English Professor in Georgia. Writer of Southern lit

Thursday, January 27, 2005

We interrupt our program to bring you something important.

Today marks the sixtieth anniversary of the most horrific incident in the modern era.

I can't really say that it marks the end of the horror, though for millions of people it did, because it also marks the beginning for many many more.

When Soviet forces reached Auschwitz, they found there living evidence of how far a human soul can sink into depravity and inimaginable cruelty. They gave the world proof that something terribly wrong was going on in Germany, but the world had suspected this all along.

Thousands of refugees can't be wrong, can they?

What no one knew was exactly how wrong that something was. Indeed, the spectacle that met Russian soldiers inside that snow covered camp could not have been imagined even by the most gruesome of horror writers of the day. The imagery can only be approximated by such writers today even. We can draw a disturbing picture,but we can never match the the mind-numbing chill of the actual experience.

Thank God.

The holocaust is so disturbing, many can't believe it's real. There is a group, maybe even several, who try desperately (and vainly) to deny it ever happened. And who can really blame them for wanting to do that.
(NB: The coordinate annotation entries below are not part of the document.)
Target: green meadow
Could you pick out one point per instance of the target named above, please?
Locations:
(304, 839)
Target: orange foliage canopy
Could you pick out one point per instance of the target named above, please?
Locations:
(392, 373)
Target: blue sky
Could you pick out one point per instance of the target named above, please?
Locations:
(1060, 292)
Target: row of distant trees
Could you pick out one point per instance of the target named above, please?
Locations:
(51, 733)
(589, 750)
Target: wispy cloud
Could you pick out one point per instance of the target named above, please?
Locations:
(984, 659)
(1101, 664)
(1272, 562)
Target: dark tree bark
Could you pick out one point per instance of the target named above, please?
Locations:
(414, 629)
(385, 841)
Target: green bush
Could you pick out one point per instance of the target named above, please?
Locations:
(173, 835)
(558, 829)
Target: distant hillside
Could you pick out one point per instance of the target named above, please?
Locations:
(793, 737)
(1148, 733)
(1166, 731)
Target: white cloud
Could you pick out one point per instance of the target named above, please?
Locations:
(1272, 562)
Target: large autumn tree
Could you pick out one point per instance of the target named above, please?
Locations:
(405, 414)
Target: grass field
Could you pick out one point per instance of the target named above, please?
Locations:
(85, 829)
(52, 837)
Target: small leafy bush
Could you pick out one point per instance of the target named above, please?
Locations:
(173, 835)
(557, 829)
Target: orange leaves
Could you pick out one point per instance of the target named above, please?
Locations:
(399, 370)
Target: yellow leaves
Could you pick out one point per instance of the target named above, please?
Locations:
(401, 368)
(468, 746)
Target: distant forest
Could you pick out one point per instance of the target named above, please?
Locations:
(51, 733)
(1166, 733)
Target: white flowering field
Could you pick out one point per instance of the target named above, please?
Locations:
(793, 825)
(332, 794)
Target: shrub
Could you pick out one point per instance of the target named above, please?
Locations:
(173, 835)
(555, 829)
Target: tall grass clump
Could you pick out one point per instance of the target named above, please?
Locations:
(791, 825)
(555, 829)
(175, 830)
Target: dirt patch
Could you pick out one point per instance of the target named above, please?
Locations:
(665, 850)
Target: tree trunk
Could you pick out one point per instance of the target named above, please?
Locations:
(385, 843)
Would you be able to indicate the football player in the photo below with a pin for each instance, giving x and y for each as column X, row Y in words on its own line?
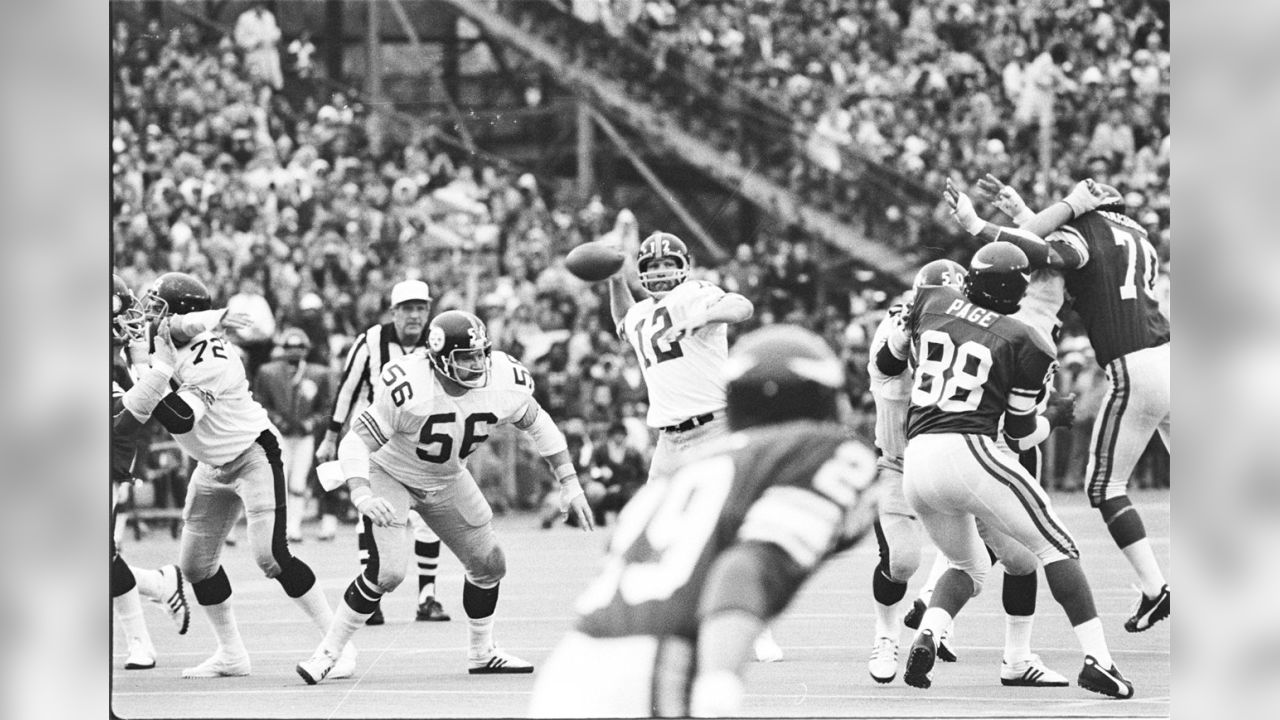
column 129, row 584
column 408, row 452
column 1109, row 268
column 704, row 557
column 897, row 529
column 197, row 391
column 680, row 335
column 369, row 355
column 974, row 368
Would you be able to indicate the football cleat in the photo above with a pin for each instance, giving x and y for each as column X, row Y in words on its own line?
column 946, row 652
column 1031, row 673
column 318, row 666
column 219, row 665
column 498, row 662
column 915, row 614
column 432, row 610
column 176, row 602
column 1148, row 611
column 766, row 647
column 919, row 661
column 883, row 662
column 142, row 656
column 1107, row 682
column 346, row 664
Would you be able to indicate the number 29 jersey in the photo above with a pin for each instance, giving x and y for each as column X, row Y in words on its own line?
column 426, row 433
column 799, row 486
column 970, row 364
column 685, row 378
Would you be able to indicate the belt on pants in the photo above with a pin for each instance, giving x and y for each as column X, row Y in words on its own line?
column 690, row 423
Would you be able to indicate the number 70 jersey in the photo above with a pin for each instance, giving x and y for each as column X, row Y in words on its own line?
column 799, row 486
column 685, row 378
column 426, row 433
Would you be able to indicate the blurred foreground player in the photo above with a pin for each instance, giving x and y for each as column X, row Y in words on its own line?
column 703, row 559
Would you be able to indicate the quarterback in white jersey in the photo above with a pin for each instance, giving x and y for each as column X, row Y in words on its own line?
column 200, row 395
column 408, row 451
column 681, row 337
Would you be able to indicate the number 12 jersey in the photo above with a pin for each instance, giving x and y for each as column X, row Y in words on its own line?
column 685, row 378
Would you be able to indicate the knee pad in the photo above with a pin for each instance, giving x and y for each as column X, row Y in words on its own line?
column 490, row 570
column 389, row 578
column 122, row 577
column 296, row 577
column 214, row 589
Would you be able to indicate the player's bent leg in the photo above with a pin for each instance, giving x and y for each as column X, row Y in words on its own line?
column 426, row 550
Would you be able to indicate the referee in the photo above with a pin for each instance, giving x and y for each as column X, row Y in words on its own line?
column 411, row 309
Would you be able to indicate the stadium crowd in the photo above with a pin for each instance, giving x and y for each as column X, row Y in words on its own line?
column 275, row 199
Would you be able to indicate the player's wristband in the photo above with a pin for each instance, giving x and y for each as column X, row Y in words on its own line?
column 353, row 468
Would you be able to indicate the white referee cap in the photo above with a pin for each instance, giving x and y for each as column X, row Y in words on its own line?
column 406, row 291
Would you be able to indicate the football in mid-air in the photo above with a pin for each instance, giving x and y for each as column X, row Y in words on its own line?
column 594, row 260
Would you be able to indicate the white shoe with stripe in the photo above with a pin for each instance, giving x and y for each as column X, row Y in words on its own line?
column 1031, row 673
column 497, row 662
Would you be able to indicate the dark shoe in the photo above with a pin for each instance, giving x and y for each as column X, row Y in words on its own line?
column 919, row 661
column 430, row 610
column 1107, row 682
column 1148, row 611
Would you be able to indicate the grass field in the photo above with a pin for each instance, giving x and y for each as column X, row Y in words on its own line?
column 410, row 669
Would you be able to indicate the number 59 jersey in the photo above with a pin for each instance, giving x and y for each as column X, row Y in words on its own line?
column 426, row 433
column 970, row 364
column 800, row 486
column 685, row 378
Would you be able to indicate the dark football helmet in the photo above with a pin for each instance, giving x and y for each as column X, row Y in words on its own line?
column 458, row 347
column 781, row 373
column 127, row 323
column 174, row 294
column 997, row 278
column 658, row 246
column 940, row 272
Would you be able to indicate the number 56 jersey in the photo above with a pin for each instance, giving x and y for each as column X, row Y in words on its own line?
column 970, row 364
column 800, row 486
column 426, row 433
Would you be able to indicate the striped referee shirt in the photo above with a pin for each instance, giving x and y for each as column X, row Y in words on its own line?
column 373, row 349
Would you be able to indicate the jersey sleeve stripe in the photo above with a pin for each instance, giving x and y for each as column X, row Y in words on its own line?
column 370, row 424
column 800, row 522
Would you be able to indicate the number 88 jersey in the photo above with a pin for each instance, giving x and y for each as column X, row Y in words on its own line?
column 972, row 364
column 425, row 433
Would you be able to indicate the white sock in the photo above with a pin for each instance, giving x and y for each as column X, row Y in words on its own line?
column 1018, row 637
column 128, row 613
column 937, row 620
column 150, row 583
column 314, row 604
column 887, row 620
column 344, row 624
column 222, row 616
column 940, row 565
column 481, row 636
column 1093, row 642
column 1143, row 560
column 295, row 509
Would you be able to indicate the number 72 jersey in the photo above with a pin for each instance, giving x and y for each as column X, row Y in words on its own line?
column 800, row 486
column 426, row 433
Nobody wants to believe that sane and apparently well-adjusted individuals could condone much less perpetrate such acts.

Sadly, though, to say the holocaust didn't happen is tantamount to saying slavery was just a prolonged indentured servitude.

I have relatives who survived Auschwitz.

I have relatives who died there, too.

They don't have to talk about it because the truth is written in every fibre of their being.

Lest we forget:

We now return you to our regularly scheduled program.